Précis: The Tax Court dismissed Mr. Lynch’s appeal on the basis of abuse of process after he refused to answer written discovery questions notwithstanding warnings from the Court at two case management hearings. Mr. Lynch appealed to the Federal Court of Appeal which upheld the Tax Court decision, finding no reversible error. The Crown did not seek costs so none were awarded.
Decision: This was simply a case where the Court of Appeal found that the Tax Court Judge had acted well within the discretionary jurisdiction conferred upon her:
 The judgment of the Tax Court is a discretionary order. This Court may therefore interfere only if the judge incorrectly decided a question of law or made a palpable and overriding error of fact (Hospira Healthcare Corporation v. Kennedy Institute of Rheumatology, 2016 FCA 215,  1 F.C.R. 331 at paras. 64-66, 69, 72; Paletta v. Canada, 2017 FCA 33, 2017 DTC 5039 at para. 4). In my view the Tax Court judge made neither category of error that would warrant interfering with her decision.

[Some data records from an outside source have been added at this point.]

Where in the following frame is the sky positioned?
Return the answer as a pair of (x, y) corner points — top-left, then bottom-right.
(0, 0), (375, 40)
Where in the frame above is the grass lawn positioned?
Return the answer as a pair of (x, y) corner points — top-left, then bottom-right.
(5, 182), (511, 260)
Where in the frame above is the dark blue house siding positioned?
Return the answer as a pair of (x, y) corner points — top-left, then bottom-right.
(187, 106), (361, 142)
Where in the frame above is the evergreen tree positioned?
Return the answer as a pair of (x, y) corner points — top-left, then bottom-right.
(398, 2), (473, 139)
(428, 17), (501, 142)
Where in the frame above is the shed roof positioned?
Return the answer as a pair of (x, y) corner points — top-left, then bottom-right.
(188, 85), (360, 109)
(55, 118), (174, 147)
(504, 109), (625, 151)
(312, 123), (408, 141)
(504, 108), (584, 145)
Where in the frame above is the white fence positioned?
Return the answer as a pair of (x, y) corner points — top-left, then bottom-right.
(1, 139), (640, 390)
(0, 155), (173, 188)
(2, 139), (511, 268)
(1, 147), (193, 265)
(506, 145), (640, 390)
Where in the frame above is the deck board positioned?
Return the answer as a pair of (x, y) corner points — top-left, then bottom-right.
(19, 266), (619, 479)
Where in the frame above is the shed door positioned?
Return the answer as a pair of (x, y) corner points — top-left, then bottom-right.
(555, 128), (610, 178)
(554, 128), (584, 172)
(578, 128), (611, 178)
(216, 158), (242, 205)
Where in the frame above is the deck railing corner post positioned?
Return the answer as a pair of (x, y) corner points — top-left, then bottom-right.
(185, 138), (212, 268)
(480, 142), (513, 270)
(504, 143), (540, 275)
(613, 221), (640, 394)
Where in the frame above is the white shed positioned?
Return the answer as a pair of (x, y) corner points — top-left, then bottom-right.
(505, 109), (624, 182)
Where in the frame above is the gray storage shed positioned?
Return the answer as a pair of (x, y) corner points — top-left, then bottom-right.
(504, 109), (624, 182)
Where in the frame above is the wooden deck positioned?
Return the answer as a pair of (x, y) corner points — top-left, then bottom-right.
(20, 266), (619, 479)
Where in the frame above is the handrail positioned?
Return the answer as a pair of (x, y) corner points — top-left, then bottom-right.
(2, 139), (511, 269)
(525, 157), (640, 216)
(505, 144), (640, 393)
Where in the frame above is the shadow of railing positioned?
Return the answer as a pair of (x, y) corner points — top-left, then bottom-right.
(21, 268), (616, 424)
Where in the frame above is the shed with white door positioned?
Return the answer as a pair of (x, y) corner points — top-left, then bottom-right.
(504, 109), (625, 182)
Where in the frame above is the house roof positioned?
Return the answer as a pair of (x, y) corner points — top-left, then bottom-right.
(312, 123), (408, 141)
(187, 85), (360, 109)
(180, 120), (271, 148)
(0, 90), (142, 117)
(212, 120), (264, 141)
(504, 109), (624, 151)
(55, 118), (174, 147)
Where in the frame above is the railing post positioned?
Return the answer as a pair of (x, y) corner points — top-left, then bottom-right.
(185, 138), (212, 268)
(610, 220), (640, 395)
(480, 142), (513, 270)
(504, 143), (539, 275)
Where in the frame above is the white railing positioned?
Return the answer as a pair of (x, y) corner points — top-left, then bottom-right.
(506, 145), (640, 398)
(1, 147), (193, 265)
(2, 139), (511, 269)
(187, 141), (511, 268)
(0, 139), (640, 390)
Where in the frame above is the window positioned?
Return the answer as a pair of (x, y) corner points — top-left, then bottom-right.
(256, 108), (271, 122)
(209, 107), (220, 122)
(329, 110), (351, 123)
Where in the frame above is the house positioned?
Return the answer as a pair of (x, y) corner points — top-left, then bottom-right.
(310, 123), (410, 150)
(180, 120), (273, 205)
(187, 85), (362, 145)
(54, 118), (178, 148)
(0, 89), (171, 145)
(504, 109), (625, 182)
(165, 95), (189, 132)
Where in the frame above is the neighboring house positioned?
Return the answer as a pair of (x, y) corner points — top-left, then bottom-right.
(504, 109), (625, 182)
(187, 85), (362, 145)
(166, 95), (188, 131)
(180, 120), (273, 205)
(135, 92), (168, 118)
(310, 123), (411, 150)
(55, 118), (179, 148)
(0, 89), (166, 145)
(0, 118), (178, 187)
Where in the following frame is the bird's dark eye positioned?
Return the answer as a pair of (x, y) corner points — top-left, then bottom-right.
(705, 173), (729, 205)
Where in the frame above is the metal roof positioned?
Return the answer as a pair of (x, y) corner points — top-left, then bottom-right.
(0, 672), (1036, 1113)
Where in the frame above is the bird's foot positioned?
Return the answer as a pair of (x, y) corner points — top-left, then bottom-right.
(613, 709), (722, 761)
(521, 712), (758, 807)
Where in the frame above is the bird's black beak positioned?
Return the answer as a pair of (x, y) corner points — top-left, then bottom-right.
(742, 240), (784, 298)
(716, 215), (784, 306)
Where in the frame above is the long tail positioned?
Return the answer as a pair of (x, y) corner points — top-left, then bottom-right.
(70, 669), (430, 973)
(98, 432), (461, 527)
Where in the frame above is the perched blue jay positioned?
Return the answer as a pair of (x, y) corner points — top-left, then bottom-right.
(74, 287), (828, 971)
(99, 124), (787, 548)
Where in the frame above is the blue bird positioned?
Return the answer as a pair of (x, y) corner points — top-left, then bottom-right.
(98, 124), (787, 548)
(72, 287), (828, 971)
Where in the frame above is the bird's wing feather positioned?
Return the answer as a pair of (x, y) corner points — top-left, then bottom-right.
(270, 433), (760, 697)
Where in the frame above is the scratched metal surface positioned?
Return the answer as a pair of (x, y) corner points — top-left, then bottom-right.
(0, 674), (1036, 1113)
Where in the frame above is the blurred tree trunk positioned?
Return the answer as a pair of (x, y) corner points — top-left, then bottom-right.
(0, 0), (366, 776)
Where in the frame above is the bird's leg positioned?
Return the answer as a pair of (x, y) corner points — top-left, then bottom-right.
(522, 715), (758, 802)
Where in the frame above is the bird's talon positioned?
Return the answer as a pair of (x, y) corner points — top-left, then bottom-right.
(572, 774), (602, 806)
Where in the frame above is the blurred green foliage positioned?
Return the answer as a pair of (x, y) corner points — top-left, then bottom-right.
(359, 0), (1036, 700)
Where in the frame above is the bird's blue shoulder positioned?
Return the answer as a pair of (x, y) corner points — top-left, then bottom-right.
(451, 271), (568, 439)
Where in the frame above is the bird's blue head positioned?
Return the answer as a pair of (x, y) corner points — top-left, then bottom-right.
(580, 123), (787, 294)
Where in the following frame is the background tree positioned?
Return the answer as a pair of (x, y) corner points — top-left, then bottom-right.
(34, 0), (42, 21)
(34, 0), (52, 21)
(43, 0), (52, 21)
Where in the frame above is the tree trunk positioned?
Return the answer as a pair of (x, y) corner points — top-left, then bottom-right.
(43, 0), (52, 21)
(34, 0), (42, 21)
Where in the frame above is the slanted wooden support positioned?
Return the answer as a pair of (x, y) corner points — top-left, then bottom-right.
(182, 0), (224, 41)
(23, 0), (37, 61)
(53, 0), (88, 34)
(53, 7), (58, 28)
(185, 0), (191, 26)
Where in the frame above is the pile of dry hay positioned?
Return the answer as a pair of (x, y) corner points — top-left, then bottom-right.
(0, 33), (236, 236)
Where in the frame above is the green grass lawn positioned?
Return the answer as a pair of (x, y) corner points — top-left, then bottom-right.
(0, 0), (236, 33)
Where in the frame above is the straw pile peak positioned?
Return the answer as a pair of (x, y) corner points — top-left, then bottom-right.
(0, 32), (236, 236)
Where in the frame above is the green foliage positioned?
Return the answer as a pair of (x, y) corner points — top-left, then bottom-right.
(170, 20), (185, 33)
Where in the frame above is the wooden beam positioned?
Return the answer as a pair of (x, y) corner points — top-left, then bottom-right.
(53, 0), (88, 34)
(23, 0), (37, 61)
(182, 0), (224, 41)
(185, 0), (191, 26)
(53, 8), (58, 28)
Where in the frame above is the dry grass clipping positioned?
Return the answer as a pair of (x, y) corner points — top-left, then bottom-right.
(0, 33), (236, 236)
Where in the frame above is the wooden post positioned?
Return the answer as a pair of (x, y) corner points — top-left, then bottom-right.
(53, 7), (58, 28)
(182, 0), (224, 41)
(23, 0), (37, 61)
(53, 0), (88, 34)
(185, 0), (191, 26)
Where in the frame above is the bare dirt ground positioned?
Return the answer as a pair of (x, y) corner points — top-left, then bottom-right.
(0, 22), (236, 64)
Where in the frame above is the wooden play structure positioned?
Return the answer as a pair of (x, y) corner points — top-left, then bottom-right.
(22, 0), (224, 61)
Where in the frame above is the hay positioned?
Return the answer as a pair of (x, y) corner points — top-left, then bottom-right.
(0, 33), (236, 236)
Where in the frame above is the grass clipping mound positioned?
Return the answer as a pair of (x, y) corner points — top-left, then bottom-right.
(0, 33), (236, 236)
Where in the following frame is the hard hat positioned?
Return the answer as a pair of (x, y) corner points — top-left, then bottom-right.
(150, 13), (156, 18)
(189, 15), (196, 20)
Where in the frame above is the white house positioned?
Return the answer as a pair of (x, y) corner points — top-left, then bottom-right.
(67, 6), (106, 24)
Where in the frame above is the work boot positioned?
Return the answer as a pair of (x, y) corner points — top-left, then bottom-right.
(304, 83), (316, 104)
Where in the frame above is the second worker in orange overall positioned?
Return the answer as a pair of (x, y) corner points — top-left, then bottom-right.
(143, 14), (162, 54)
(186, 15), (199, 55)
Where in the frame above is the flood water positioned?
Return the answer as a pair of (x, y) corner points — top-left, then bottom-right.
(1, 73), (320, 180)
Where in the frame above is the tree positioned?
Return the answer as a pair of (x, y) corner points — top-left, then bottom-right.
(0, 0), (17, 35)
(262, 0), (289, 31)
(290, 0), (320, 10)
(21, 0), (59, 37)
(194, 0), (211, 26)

 First, she made no error of law. The Tax Court of Canada, like other courts, has jurisdiction to address an abuse of process in the conduct of proceedings before it (Toronto (City) v. C.U.P.E., Local 79, 2003 SCC 63,  3 S.C.R. 77 at para. 35; Main Rehabilitation Co. v. Canada, 2004 FCA 403,  1 C.T.C. 212 at para. 7). Abuse of process is a flexible doctrine, based on the idea that a court has an inherent discretion to terminate litigation at the preliminary stage in order to prevent abusive proceedings that bring the administration of justice into disrepute (Timm v. Canada, 2014 FCA 8,  F.C.J. No. 61 at para. 30). Both the taking of positions like those Mr. Lynch adopted here and conduct that frustrates the discovery process have been characterized as abusive in this sense (Cassa v. R., 2013 TCC 43, 2013 DTC 1060 at para. 14; Fafard v. Canada, 1999 CanLII 9103,  2 C.T.C. 362 (F.C.A.) at paras. 5-6). Here the Tax Court judge could also have relied on paragraph 116(4)(a) of the Tax Court of Canada Rules (General Procedure), SOR/90-688a, which expressly authorizes dismissal of an appeal where the appellant refuses or fails to answer a proper question on a written examination, and paragraph 126(4)(b), by which a case management judge may dismiss an appeal where the appellant fails to comply with the time requirements set out in a case management timetable. They too demonstrate the potential seriousness of obstructing litigation in the Tax Court.
 Second, while the summary dismissal of an appeal is a drastic remedy, I also see no palpable and overriding error of fact in the exercise of the Tax Court judge’s discretion. She gave Mr. Lynch ample opportunity to comply with her orders. She expressly warned him of the consequences if he failed again to comply. As another Tax Court judge observed in Cassa, above, behaviours such as those in which Mr. Lynch engaged “hinder and limit the availability of Court resources for those self-represented litigants who are making an honest attempt to advance their appeals through the Court system in a timely manner” (at para. 14).
Accordingly the appeal was dismissed. The Crown did not seek costs so none were awarded.